Templos de Bagán, amanecer en la llanura de las cinco mil pagodas

Bagán es uno de los rincones más áridos del sureste asiático y, aun así, fue escenario del momento de mayor esplendor de la historia de Birmania (la actual Myanmar). Su etapa de mayor brillo comenzó en el siglo XI, cuando el rey Anawrahta unificó el país y convirtió el lugar en la capital del primer imperio birmano. Todo acabaría tras la conquista por parte de los mongoles en el año 1287.

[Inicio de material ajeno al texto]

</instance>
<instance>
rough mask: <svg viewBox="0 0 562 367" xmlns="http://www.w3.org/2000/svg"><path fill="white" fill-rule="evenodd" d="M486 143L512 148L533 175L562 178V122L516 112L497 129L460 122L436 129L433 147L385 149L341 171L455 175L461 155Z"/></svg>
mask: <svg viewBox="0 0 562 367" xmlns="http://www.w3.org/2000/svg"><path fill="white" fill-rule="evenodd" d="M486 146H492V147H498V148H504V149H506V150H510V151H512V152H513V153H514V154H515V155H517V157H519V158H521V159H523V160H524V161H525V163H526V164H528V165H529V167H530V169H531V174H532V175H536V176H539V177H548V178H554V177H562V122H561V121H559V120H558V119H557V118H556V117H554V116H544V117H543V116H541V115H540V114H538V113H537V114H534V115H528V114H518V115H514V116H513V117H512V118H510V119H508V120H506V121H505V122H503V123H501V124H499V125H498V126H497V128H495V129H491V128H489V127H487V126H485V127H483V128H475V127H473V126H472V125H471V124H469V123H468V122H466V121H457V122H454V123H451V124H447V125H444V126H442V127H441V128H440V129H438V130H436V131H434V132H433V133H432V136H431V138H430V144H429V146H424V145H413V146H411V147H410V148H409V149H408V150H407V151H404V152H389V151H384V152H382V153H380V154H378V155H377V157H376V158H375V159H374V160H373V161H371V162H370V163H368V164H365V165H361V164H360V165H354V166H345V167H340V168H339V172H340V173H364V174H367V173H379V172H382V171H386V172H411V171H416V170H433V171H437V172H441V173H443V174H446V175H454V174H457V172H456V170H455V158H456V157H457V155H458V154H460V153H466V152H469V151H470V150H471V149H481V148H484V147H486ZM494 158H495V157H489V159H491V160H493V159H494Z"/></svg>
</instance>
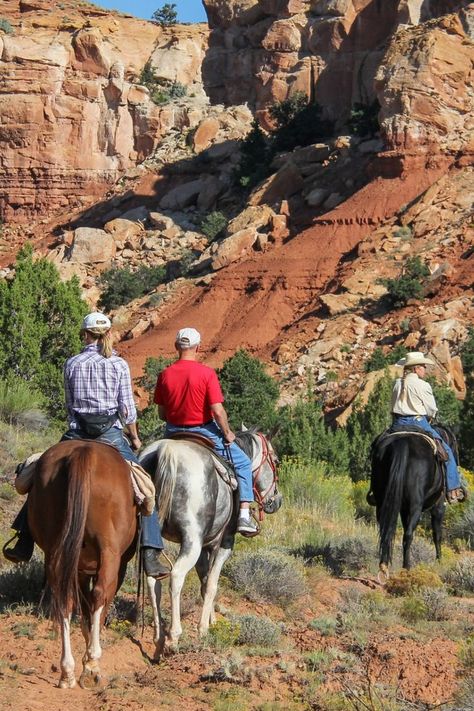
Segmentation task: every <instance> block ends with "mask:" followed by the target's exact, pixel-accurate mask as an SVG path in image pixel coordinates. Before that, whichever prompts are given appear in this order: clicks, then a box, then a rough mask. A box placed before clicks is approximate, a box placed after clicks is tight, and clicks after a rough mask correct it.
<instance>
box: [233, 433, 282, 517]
mask: <svg viewBox="0 0 474 711" xmlns="http://www.w3.org/2000/svg"><path fill="white" fill-rule="evenodd" d="M237 442H238V444H239V446H240V447H242V449H243V450H244V451H245V452H246V453H247V454H248V455H249V457H250V459H251V462H252V474H253V492H254V496H255V501H256V502H257V504H258V507H259V509H260V510H261V511H264V512H265V513H268V514H271V513H275V512H276V511H278V509H279V508H280V507H281V504H282V501H283V497H282V495H281V494H280V492H279V491H278V474H277V468H278V457H277V454H276V452H275V450H274V449H273V446H272V443H271V441H270V439H269V437H267V436H265V435H264V434H262V433H261V432H258V431H257V430H256V429H252V430H248V429H246V428H243V430H242V431H241V432H239V434H238V435H237Z"/></svg>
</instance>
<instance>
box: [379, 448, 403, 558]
mask: <svg viewBox="0 0 474 711" xmlns="http://www.w3.org/2000/svg"><path fill="white" fill-rule="evenodd" d="M388 451H390V453H391V457H390V466H389V472H388V480H387V485H386V487H385V492H384V497H383V501H382V504H381V506H380V510H379V511H378V516H377V518H378V522H379V559H380V561H381V563H382V562H383V563H385V562H386V563H391V562H392V553H393V539H394V538H395V531H396V529H397V522H398V514H399V513H400V509H401V505H402V496H403V484H404V479H405V470H406V467H407V466H408V442H406V440H402V439H401V438H400V439H399V440H398V442H396V443H395V442H394V443H392V444H390V445H389V447H387V449H386V450H385V452H386V455H385V456H387V452H388Z"/></svg>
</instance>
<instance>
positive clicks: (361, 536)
mask: <svg viewBox="0 0 474 711" xmlns="http://www.w3.org/2000/svg"><path fill="white" fill-rule="evenodd" d="M18 264H19V266H18V269H17V272H16V275H15V279H14V280H12V282H10V284H9V285H8V286H6V287H5V291H4V292H2V294H3V299H4V304H5V305H6V304H8V303H10V301H8V299H10V300H11V299H12V298H13V296H14V295H16V299H17V301H16V303H17V304H21V303H23V302H27V301H28V299H30V300H31V299H32V298H33V296H28V294H30V291H31V290H32V289H33V286H34V285H35V284H36V283H37V282H38V278H37V273H38V274H39V275H41V274H42V273H43V272H42V271H41V270H45V273H46V274H47V276H48V278H49V281H48V291H47V292H46V294H47V295H48V294H49V296H48V298H49V299H50V300H49V301H48V302H47V308H48V314H49V319H50V321H51V314H58V315H57V316H55V319H56V318H57V319H59V318H60V314H59V312H60V309H59V306H61V307H62V312H63V313H67V314H68V315H69V319H70V321H71V323H70V324H69V325H68V329H67V333H71V335H72V333H73V330H74V329H73V328H72V326H74V328H75V329H77V330H78V329H79V325H80V318H81V317H82V313H83V304H82V302H81V301H80V300H74V299H72V297H71V294H72V296H73V297H75V296H76V295H77V294H76V292H75V286H74V283H72V284H71V285H70V286H69V287H67V289H68V290H66V291H61V290H56V291H55V290H54V288H53V286H54V283H55V273H54V267H53V266H52V265H50V263H48V264H44V263H43V262H41V260H39V261H37V262H34V263H33V261H32V259H31V254H30V253H29V252H28V251H26V252H24V253H22V254H21V255H20V258H19V263H18ZM35 270H38V272H36V271H35ZM25 271H26V273H27V274H29V275H30V278H29V279H28V280H25V281H22V279H23V278H24V277H23V274H24V272H25ZM33 274H34V276H32V275H33ZM21 285H22V289H21V290H20V286H21ZM7 290H8V291H7ZM23 292H24V295H23V298H21V294H22V293H23ZM25 294H26V295H25ZM70 299H72V303H73V305H74V307H72V306H68V304H69V303H70V301H69V300H70ZM56 300H57V302H58V303H56ZM58 304H59V306H58ZM68 309H69V310H68ZM25 318H26V316H25ZM37 318H39V319H41V318H43V319H45V316H44V315H43V316H42V315H41V312H39V315H38V316H37ZM53 321H54V319H53ZM54 323H56V321H54ZM5 325H6V327H7V326H8V323H7V319H5ZM69 326H70V328H69ZM56 328H57V332H58V333H59V332H62V331H61V328H64V326H63V325H62V322H61V321H59V320H58V321H57V323H56ZM36 331H37V332H38V333H39V332H40V331H41V322H40V325H39V326H38V327H37V328H36ZM12 337H13V336H12ZM472 339H473V335H472V333H471V334H470V338H469V339H468V341H467V342H466V344H465V346H464V349H463V351H462V353H461V355H462V358H463V362H464V364H465V367H466V372H467V373H468V376H469V377H468V381H469V384H470V385H469V387H472V382H471V381H472V378H471V376H472V363H471V361H472ZM2 343H3V349H4V351H3V356H2V361H1V362H2V363H3V364H4V370H3V371H2V380H1V382H0V441H1V444H2V451H3V455H4V456H3V462H2V470H1V482H0V515H1V522H2V525H1V533H0V539H1V541H0V542H1V543H2V544H3V543H4V542H5V540H6V539H7V537H8V529H9V524H10V522H11V519H12V517H13V515H14V513H15V511H16V510H17V508H18V507H19V505H20V503H21V501H20V498H19V497H18V495H17V494H16V493H15V491H14V489H13V486H12V480H13V471H14V467H15V465H16V463H17V462H18V461H20V460H21V459H23V458H25V457H26V456H27V455H29V454H30V453H32V452H33V451H38V450H41V449H44V448H45V447H46V446H49V445H50V444H52V443H54V442H55V441H57V439H58V438H59V436H60V432H61V427H62V426H64V422H62V421H61V415H60V410H59V408H58V410H57V411H56V412H55V413H54V418H53V417H52V416H51V413H50V410H49V408H50V405H49V404H48V403H50V402H59V400H60V399H61V397H62V392H61V387H60V386H59V385H58V386H57V390H56V391H54V392H52V391H51V385H48V388H44V387H43V381H42V380H41V378H37V379H35V380H33V381H32V383H31V386H30V385H29V384H28V385H27V387H26V388H25V386H24V381H23V380H22V379H21V378H20V377H19V375H17V373H21V367H22V361H21V359H20V354H18V358H17V360H15V354H14V353H12V352H11V350H10V349H9V348H8V343H7V341H6V340H4V341H2ZM48 347H49V348H50V349H54V348H56V349H57V350H53V351H51V350H48V349H46V348H45V349H44V351H42V350H41V348H39V350H38V349H37V350H36V351H33V350H32V351H31V352H32V353H35V352H36V353H39V354H40V355H39V356H38V358H39V364H38V366H37V367H36V368H35V372H36V371H37V372H39V373H41V372H42V371H41V363H42V358H41V353H43V352H44V356H43V358H46V357H47V358H48V362H49V363H58V367H59V362H60V359H61V358H62V357H63V356H65V355H69V353H68V354H65V353H64V349H65V343H64V342H63V341H62V340H61V339H60V338H56V339H54V340H52V341H51V342H50V343H48ZM68 348H69V349H70V352H73V350H75V341H73V340H72V341H71V342H70V343H69V345H68ZM397 355H402V353H401V352H400V353H398V354H397ZM34 362H36V361H34ZM168 362H169V361H167V360H166V359H162V358H160V359H157V358H154V359H153V358H150V359H149V360H148V361H147V364H146V367H145V373H144V375H143V378H142V380H141V382H140V385H141V386H142V387H143V388H144V390H145V391H148V392H149V393H150V395H151V392H152V390H153V387H154V384H155V381H156V377H157V374H158V373H159V372H160V370H161V369H162V368H163V367H165V366H166V365H167V364H168ZM381 364H382V365H386V361H385V360H384V361H382V362H381ZM370 369H371V368H370ZM219 375H220V379H221V382H222V385H223V388H224V391H225V393H226V402H227V404H228V409H229V415H230V418H231V420H232V422H233V425H234V427H236V428H238V427H240V423H242V422H243V423H244V424H246V425H247V426H252V425H260V426H262V425H263V426H264V427H265V428H266V429H270V428H274V429H275V430H276V434H275V444H276V447H277V449H278V452H279V455H280V458H281V464H280V469H279V475H280V483H281V488H282V491H283V495H284V507H283V508H282V510H281V511H280V512H279V513H278V514H277V515H275V516H274V517H267V518H266V520H265V521H264V522H263V532H262V535H260V536H259V537H257V538H256V539H253V540H251V541H248V540H243V539H241V540H238V541H237V542H236V550H235V553H234V556H233V557H232V558H231V559H230V561H229V562H228V563H227V564H226V566H225V567H224V570H223V575H222V579H221V589H220V594H219V602H218V609H217V613H218V614H217V619H216V622H215V624H213V625H211V628H210V630H209V634H208V635H207V636H206V637H205V638H203V639H199V638H198V637H197V634H196V632H195V628H196V621H197V616H198V610H199V607H200V604H199V589H198V583H197V579H196V578H194V577H193V576H189V580H188V581H187V582H186V587H185V591H184V595H183V624H184V627H185V634H184V635H183V638H182V642H181V643H180V650H179V655H180V656H179V657H174V658H173V657H170V658H169V659H168V658H167V659H166V661H165V662H164V663H162V664H161V665H159V666H157V667H147V665H146V662H145V659H146V657H144V656H143V655H142V654H140V653H139V652H138V651H137V649H138V648H137V645H136V640H137V639H138V638H139V636H140V617H139V616H137V609H136V604H135V599H134V594H135V591H136V587H137V580H136V573H135V570H134V567H133V566H132V565H130V566H129V570H128V574H127V578H126V580H125V583H124V585H123V587H122V589H121V591H120V593H119V595H118V596H117V598H116V600H115V602H114V604H113V606H112V608H111V611H110V614H109V619H108V625H107V628H106V631H105V635H106V637H107V645H108V647H109V648H110V647H112V648H113V649H115V650H116V658H117V660H118V659H120V653H121V650H122V649H127V650H128V651H127V652H126V654H127V658H128V659H130V658H132V659H133V663H132V667H133V669H134V671H133V673H131V672H130V671H126V670H124V671H123V672H122V673H121V674H120V675H119V676H118V677H114V680H113V682H111V684H110V685H109V686H108V687H107V689H106V690H105V691H103V692H101V693H102V696H101V699H102V701H104V699H106V703H108V704H113V703H114V702H113V698H114V694H115V693H116V690H117V689H119V693H120V694H121V695H122V697H123V698H128V696H129V694H130V693H131V692H130V689H131V688H132V687H134V685H136V684H138V685H139V688H140V689H143V688H152V689H156V688H160V689H161V688H163V687H164V688H165V693H164V697H165V698H173V699H176V698H179V699H181V700H182V702H183V704H185V703H190V699H189V697H188V696H187V695H186V694H187V693H188V692H187V691H186V688H187V687H189V686H190V685H193V689H194V691H193V699H192V703H194V704H195V705H194V706H192V705H191V706H190V708H201V707H205V706H203V705H204V704H208V706H207V707H208V708H213V709H226V708H241V709H250V708H252V709H254V708H255V709H259V710H261V711H268V709H283V708H284V709H290V708H293V709H304V710H306V709H321V710H322V709H324V711H326V709H335V710H339V709H340V710H345V709H361V710H362V709H369V710H372V711H375V710H380V711H383V710H385V709H393V710H394V711H398V710H399V711H402V710H404V709H420V711H421V709H427V708H432V706H430V704H433V703H434V700H435V699H438V700H440V699H441V700H443V702H444V703H445V708H447V709H453V711H454V709H459V708H463V709H467V708H468V706H465V705H464V706H463V704H466V703H467V702H466V699H468V698H469V694H470V693H471V691H472V684H471V679H472V671H473V662H472V659H473V651H472V650H473V645H472V630H473V629H474V617H473V612H472V605H471V601H472V595H473V593H474V557H473V555H472V552H471V551H472V548H473V546H474V540H473V535H472V530H473V500H472V498H471V499H470V500H468V502H467V503H466V504H465V505H463V506H457V507H450V509H449V510H448V512H447V516H446V524H445V539H446V544H445V549H444V558H443V561H442V563H435V560H434V548H433V546H432V545H431V543H430V540H429V539H430V525H429V521H428V520H426V521H423V523H422V525H421V526H420V527H419V528H418V530H417V536H416V540H415V544H414V546H413V558H414V561H415V563H416V565H415V567H414V568H413V569H412V570H410V571H400V570H399V568H400V564H401V561H400V542H399V541H398V542H397V545H396V559H395V561H394V566H393V568H394V572H393V574H392V576H391V577H390V579H389V581H388V582H387V584H386V585H384V586H383V585H381V584H380V583H379V582H378V581H377V579H376V572H377V534H376V528H375V524H374V520H373V509H371V507H369V506H368V505H367V503H366V501H365V494H366V492H367V488H368V484H367V476H368V457H369V452H370V444H371V441H372V439H373V437H374V436H375V435H376V434H378V433H379V432H380V431H381V430H382V429H383V428H384V427H385V425H386V424H387V418H388V410H389V407H388V402H389V397H390V391H391V388H392V379H391V377H390V375H389V374H388V372H387V373H385V375H383V376H382V377H381V378H380V379H379V381H378V383H377V385H376V386H375V388H374V391H373V393H372V394H371V395H370V397H369V399H368V401H367V402H366V403H365V404H358V403H356V404H355V407H354V409H353V412H352V414H351V415H350V417H349V420H348V421H347V425H346V426H345V427H344V428H338V429H333V428H331V427H329V426H328V425H327V423H326V421H325V417H324V406H323V405H324V404H323V403H322V402H317V401H315V399H314V397H313V396H312V394H311V393H312V390H311V387H310V385H309V386H308V389H307V391H306V392H305V393H303V394H302V396H301V397H300V399H299V400H297V401H295V402H294V403H293V404H292V405H285V406H283V407H281V406H279V405H278V399H279V387H278V384H277V383H276V382H275V381H274V380H273V379H272V378H271V377H270V376H269V375H268V374H267V372H266V370H265V367H264V366H263V364H262V363H261V362H260V361H258V360H257V359H256V358H253V357H252V356H250V355H249V354H248V353H247V352H245V351H243V350H241V351H238V352H237V353H236V354H235V355H234V356H233V357H232V358H230V359H228V360H227V361H226V362H225V363H224V365H223V367H222V368H221V369H220V371H219ZM434 386H435V387H436V388H437V390H436V397H437V399H438V402H439V404H440V408H441V419H446V420H448V421H449V422H450V423H451V424H453V425H454V426H456V425H459V423H460V421H461V418H462V417H463V414H462V413H461V412H460V409H459V405H458V403H457V402H454V403H453V399H452V393H451V391H450V390H449V389H448V388H446V387H444V386H442V385H440V384H436V383H435V384H434ZM469 392H470V391H469ZM470 398H471V395H470V394H469V395H468V398H467V401H466V404H465V405H464V406H463V407H464V417H465V418H466V419H465V421H467V418H468V417H469V412H470ZM48 413H49V414H48ZM466 413H467V414H466ZM140 423H141V426H142V428H143V430H144V432H145V437H144V438H146V439H148V440H151V439H154V438H155V437H157V436H159V434H160V432H161V430H160V423H159V421H158V418H157V416H156V409H155V408H154V406H153V405H151V403H150V404H149V405H147V406H146V407H144V408H143V410H142V412H141V420H140ZM463 442H467V446H465V445H464V444H463ZM461 445H462V446H461V457H462V463H463V464H464V465H465V466H467V467H469V466H472V464H471V459H470V457H471V448H470V441H469V439H466V438H465V439H464V440H461ZM464 476H465V478H466V481H467V483H468V485H469V488H470V489H472V488H473V483H474V477H473V475H472V474H471V473H470V471H469V468H466V469H464ZM175 554H176V552H175V548H174V546H173V544H169V555H170V556H171V557H173V556H174V555H175ZM41 589H42V565H41V556H39V555H38V554H35V558H34V560H33V561H32V563H31V564H29V565H28V566H23V567H21V568H15V567H13V566H10V565H9V564H8V563H6V562H5V561H2V562H1V563H0V610H1V614H2V618H3V626H2V631H0V640H1V641H2V644H5V643H6V642H7V640H14V641H16V642H17V641H18V640H21V644H22V650H19V649H18V648H17V646H15V650H16V651H15V652H14V653H13V656H12V657H11V659H10V660H9V661H6V662H5V663H4V665H3V667H2V670H3V671H2V673H3V674H4V675H6V677H7V678H8V679H9V685H10V687H11V688H19V687H21V686H22V673H21V671H19V670H21V669H22V668H23V667H22V665H23V666H25V665H26V663H27V662H26V657H25V654H29V655H33V656H34V654H35V652H34V650H35V649H39V648H41V649H47V650H48V652H47V654H46V655H45V660H44V662H45V663H46V659H49V662H48V663H49V665H50V664H51V659H50V655H54V654H55V649H56V647H55V646H54V645H53V641H52V640H51V635H50V632H49V631H48V626H47V622H46V618H47V610H48V598H47V596H46V597H44V596H43V598H42V594H41ZM40 600H42V601H41V603H40ZM165 608H166V606H165ZM143 614H144V620H145V642H144V643H142V642H141V643H140V644H142V645H144V646H145V647H147V648H148V649H149V652H150V653H151V651H152V643H151V637H150V635H151V629H150V624H149V623H150V619H151V617H150V612H149V610H147V608H146V605H145V608H144V613H143ZM75 624H76V623H74V625H75ZM75 632H76V633H77V634H80V632H79V630H78V629H77V628H75ZM147 635H148V637H147ZM147 640H148V641H147ZM134 642H135V644H134ZM15 644H16V643H15ZM440 648H442V650H443V651H442V654H441V656H440V657H439V658H438V662H437V664H438V666H437V668H436V671H435V670H434V668H433V667H432V658H433V656H436V655H437V654H438V650H439V649H440ZM23 650H25V651H23ZM28 650H29V651H28ZM435 650H436V655H435ZM36 654H39V653H38V652H36ZM410 655H411V656H410ZM105 656H107V655H105ZM112 656H113V655H112ZM405 657H406V658H405ZM415 658H416V659H417V670H418V671H417V672H416V673H418V674H419V675H420V674H421V671H420V665H421V667H422V668H423V677H422V679H423V680H422V681H421V680H420V679H419V680H418V681H415V682H410V683H409V679H410V675H413V674H414V673H415V672H414V671H413V668H412V667H410V664H411V663H413V662H410V661H409V660H410V659H411V660H413V659H415ZM38 659H40V660H41V659H42V657H41V655H40V656H39V657H38ZM179 659H181V660H184V661H183V662H179V661H178V660H179ZM40 663H41V662H40V661H39V662H38V664H40ZM129 663H130V662H129ZM183 664H184V668H185V669H186V670H187V671H186V672H185V673H183V672H180V674H182V676H181V677H180V683H179V684H178V685H173V684H172V683H171V681H170V679H171V678H172V677H173V674H174V672H173V670H174V669H175V668H177V667H176V665H178V666H179V669H182V668H183ZM48 668H49V667H48ZM400 670H404V674H405V676H404V677H403V678H402V681H400V678H399V676H398V675H399V674H400ZM47 673H48V672H47V669H45V671H44V674H46V676H47ZM414 678H415V679H416V675H415V677H414ZM439 679H442V689H441V690H440V689H439V688H438V687H436V683H437V682H438V681H439ZM260 684H263V685H264V688H265V689H266V691H265V693H264V694H263V696H262V698H261V700H260V701H261V703H260V701H259V702H258V704H257V705H256V704H255V702H254V701H252V694H253V692H254V691H255V689H256V688H258V687H259V685H260ZM147 685H148V686H147ZM166 689H168V691H166ZM235 690H238V691H239V694H238V695H235V693H234V691H235ZM167 694H168V697H167ZM130 698H131V697H130ZM129 700H130V699H129ZM104 703H105V702H104ZM132 704H133V701H132ZM199 704H201V706H200V705H199ZM239 704H240V705H239ZM132 708H134V707H133V705H132ZM143 708H148V707H147V706H146V703H145V705H144V706H143Z"/></svg>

Durante ese periodo se erigieron en un radio de 30 kilómetros cerca de cinco mil templos y pagodas decoradas con bajorrelieves y frescos interiores que relatan la vida de Buda. Su riqueza arquitectónica asombró al propio Marco Polo, que en su obra hablaba de edificios recubiertos de oro y plata, coronados con campanillas que sonaban al más leve golpe de viento. De todos ellos sólo quedan en pie 2.270. Lo que les esperaba tras el declive de la monarquía fue una lenta decadencia, que incluyó un abandono total durante más de 400 años, frecuentes saqueos en busca de sus valiosas reliquias y un terremoto, el de 1975, que pareció asestarles el golpe de gracia. La devoción y la Unesco contribuyeron a resucitar la ciudad de las cinco mil pagodas, que se van restaurando al accidentado ritmo que impone el gobierno de Myanmar, que en ocasiones permite parches de materiales modernos y construcciones nuevas muy fuera de lugar. Pese a todo, el hechizo del amanecer en Bagán, con las estupas apareciendo lentamente entre la bruma, permanece intacto.